West Africa can’t achieve poverty reduction due to low economic diversification – ECA

Dr Amaduo Diouf – ECA

Despite its potential, the West African sub-region may not be able to achieve the SDG-1, that is to reduce poverty among its populations, because it’s unable to achieve economic transformation due to the fact that the region has low economic diversification and low structural transformation, Dr Amaduo Diouf of the Economic Commission for Africa (ECA), West Africa office has said.

He urged the region to consider adding value to its raw materials before exporting them.

For instance, it is a well known fact that while Africa exports $6 billion worth of raw coffee every year, after value addition, the coffee sold around the world generates some $100 billion in revenue.

West Africa has a poverty average of 50.8 per cent in 2003, and that went down to 32.8 per cent in 2018.

However, if the trend remains unchanged only six countries will achieve the poverty reduction target in 2030.

According to the UN, the number of people living in extreme poverty declined from 36 per cent in 1990 to 10 per cent in 2015. But the pace of change is decelerating and the COVID-19 crisis risks reversing decades of progress in the fight against poverty.

The UN cited New research published by the UNU World Institute for Development Economics Research, which warns that the economic fallout from the global pandemic could increase global poverty by as much as half a billion people, or 8 per cent of the total human population. This would be the first time that poverty has increased globally in thirty years, since 1990, it added.

It notes further that more than 700 million people, or 10 per cent of the world population, still live in extreme poverty today, struggling to fulfil the most basic needs like health, education, and access to water and sanitation, to name a few.

“The majority of people living on less than $1.90 a day live in sub-Saharan Africa. Worldwide, the poverty rate in rural areas is 17.2 per cent—more than three times higher than in urban areas,” the UN said.

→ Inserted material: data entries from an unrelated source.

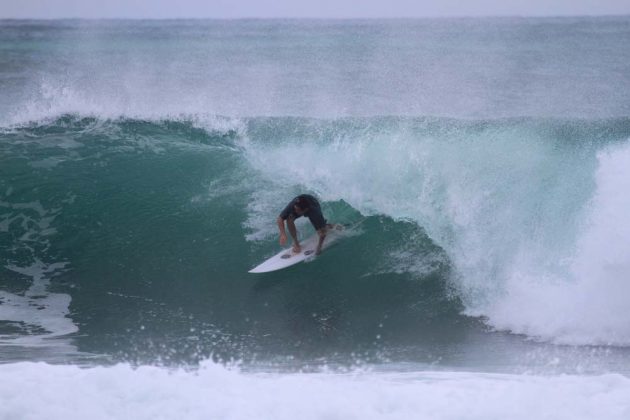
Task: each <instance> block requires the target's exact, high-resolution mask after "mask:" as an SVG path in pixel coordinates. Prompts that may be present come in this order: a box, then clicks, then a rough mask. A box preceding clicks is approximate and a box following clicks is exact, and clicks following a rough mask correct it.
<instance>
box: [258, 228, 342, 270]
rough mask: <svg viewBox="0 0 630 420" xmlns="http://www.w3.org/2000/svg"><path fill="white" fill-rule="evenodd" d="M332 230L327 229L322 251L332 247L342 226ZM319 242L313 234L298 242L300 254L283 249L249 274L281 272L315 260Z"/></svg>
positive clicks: (264, 262) (288, 248)
mask: <svg viewBox="0 0 630 420" xmlns="http://www.w3.org/2000/svg"><path fill="white" fill-rule="evenodd" d="M332 226H333V227H332V228H329V229H328V233H327V234H326V239H325V240H324V245H323V246H322V251H323V250H324V249H326V248H328V247H329V246H330V245H332V244H333V243H334V242H335V241H336V240H337V239H339V238H340V237H341V236H342V233H343V230H344V227H343V226H342V225H332ZM318 242H319V235H318V234H317V233H315V234H314V235H313V236H311V237H310V238H308V239H307V240H305V241H302V242H300V245H301V247H302V252H300V253H297V254H296V253H294V252H293V249H292V248H287V249H283V250H282V251H280V252H278V253H277V254H276V255H274V256H273V257H271V258H269V259H268V260H266V261H265V262H263V263H262V264H260V265H258V266H256V267H254V268H252V269H251V270H249V272H250V273H268V272H270V271H276V270H282V269H283V268H287V267H290V266H292V265H294V264H297V263H300V262H302V261H305V260H310V259H312V258H315V251H316V250H317V243H318Z"/></svg>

Speaking to members of the West African Economic Journalists Network in Lome, Togo, Dr. Amadou Diouf, Chief, Sub-regional Initiatives Section of the West Africa office of the ECA, noted that the region needs to make efforts at reducing poverty, indicating that with a poverty rate of 60 per cent, Nigeria has the highest rate of poverty in the region.

He said countries in the region ought to work on malnutrition for five-year-old children and improve conditions to reduce infant mortality. The mortality rate for children aged five years old, was 153.7 to 1000 births in 2000, then it dipped to 76. 3 per 1000 live births in 2019. However, West African countries should aim at 32.8 per 1000 births by 2030, but only seven countries are likely to attain 25.0 per 1000 live births.

Speaking to the data on education, he said 31.4 per cent of children in the region completed primary school in 2000, and it went up to 56.1 per cent in 2019, but should be 70.7 per cent average in 2030, however, only three countries appear to be in a position to achieve 100 per cent by 2030.

Dr Diouf made the following recommendations; he urged countries in the region to formulate policies to address the low economic diversification and structural transformation, and they should take advantage of the African Continental Free Trade Area and digitalization.

“West African countries should look at policies to address the peace and security challenges: address several governance deficits that have contributed to instability and conflict in the region, ranging from issues of state authority and capabilities, the consolidation of democracy, transparency and accountability, social exclusion and human rights violations. Solutions to address the peace and security challenges should be built collectively through inclusive dialogue,” he said.

He also asked the countries to enhance domestic resource mobilization and reinforce the call for more debt relief and initiatives to facilitate access to more liquidity for Africa, and consider policies to address population dynamics, as well as accelerate investment in health and education to unleash the potential of its human capital.

In her opening remarks, Ms Ngone Diop, the Director of the ECA Sub-regional Office in West Africa, said the work of the ECA’s West Africa Sub-Regional Office took place in 2021 against the backdrop of the challenges of the COVID-19 pandemic, the fight against youth unemployment, insecurity, and the most urgent need to accelerate the implementation of the Sustainable Development Goals (SDGs).

“Despite this gloomy context, 2021 has been a successful year for the ECA Sub-Regional Office for West Africa,” she said.

Commending the journalists, Ms Diop said, “I am already pleased to note that this responsible and dynamic partnership between the ECA Sub-Regional Office for West Africa and the West African Economic Journalists Network contributes greatly to a better visibility and dissemination of our interventions as well as development issues of interest to the sub-region in the service of the economic and social development of Member States.”